Doğmadan lanetlenen kadınlardır onlar.
khaled hosseini'nin ağlatan, insanın içini parçalayan kitabıdır. bir diğeri de uçurtma avcısı'dır. iki kitabı üst üste okumuş biri olarak şiddetle tavsiye ederim. kitabı okurken meryem'in çektiklerine, leyla'nın acılarına ortak oluyorsunuz. afganistan'da yaşanan dramı görüyorsunuz.
bu kentin ne çatısını aydınlatan ayları sayabilirsin,
ne de duvarlarının gerisine gizlenen bin muhteşem güneşi...
hatırladığımda hala daha içime hüzün düşüren kitaptır. meryem gibi milyonlarca kadın olduğunu düşündükçe daha da parçalanıyor insanın içi.
"nereye giderseniz gidin, ülkeniz peşinizden gelir. artık siz orada yaşamasanız da o içinizde yaşar." ayrıca isimlerin sonuna 'co' eklemek kitabın başlıca yan etkilerindendir.'co' farsça bir sözcük olup, sevgili manasında kullanıldığı tahmin edilmektedir.
taliban yönetiminde bir devlet. bir yanda gayri- meşru 'harami' meryem. çocukluğundan başlayan talihsiz hayatı, bir aileye duyduğu özlem, zorunlu yapılan bir evlilik, hiç bir zaman sevilmeyen, cahil, köylü kızı, güzel bile sayılamayacak uzun yüzlü 'volga' meryem.
öte yanda ise öğretmen bir babaya modern bir anneye sahip, okullu, zeki, melekleri kıskandıracak güzellikte, gerçek aşkı tatmış 'benz' leyla.
savaşın soğuk yüzü, ölen insanlar, dağılan aileler.. kaderlerine boyun eğen iki kadının kesişen hayatları. çaresizlik içinde birbirlerine kenetlenmeleri. şeriat yönetimindeki afganistan' da kadının değersizliği, tabular, kuma hayatı yalın bir şekilde göz önüne serilmiş.
en acıklı kısım meryem' in infaz edilişi ve leyla' nın meryem' in doğduğu evi ziyareti. celil' in meryem' e bıraktığı video kasetteki pinokyo çizgi filmi ise en alıcı bölümdü.
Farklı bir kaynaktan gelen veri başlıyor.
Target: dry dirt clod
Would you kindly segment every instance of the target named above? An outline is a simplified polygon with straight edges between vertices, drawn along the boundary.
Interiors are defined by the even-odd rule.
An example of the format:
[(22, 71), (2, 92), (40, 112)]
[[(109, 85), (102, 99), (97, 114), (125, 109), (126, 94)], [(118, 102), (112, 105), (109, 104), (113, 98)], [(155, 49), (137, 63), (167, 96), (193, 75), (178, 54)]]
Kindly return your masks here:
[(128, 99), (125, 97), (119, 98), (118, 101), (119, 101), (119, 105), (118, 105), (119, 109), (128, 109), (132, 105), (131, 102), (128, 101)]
khaled hosseini' nin anlatışı o kadar gerçekçi, duygu dolu ki sizi içine çekmesi zor olmuyor. böylesine güzel, acıklı, yer yer lanet ettiren pişmanlıklarla dolu hikayeyi bir de o ustaca anlatımıyla harmanlayıp böylesine bir başyapıt ortaya koymuştur. kesinlikle okunduğunda pişman olunmayacak, herkesin kendi hayatını sorgulamasını sağlayacak güzide bir eser.
--spoiler--
pusulanın hep kuzeyi gösteren ibresi gibi bir erkeğin suçlayan parmağı da daima, mutlaka bir kadını gösterir. her zaman. bunu hiç unutma, meryem.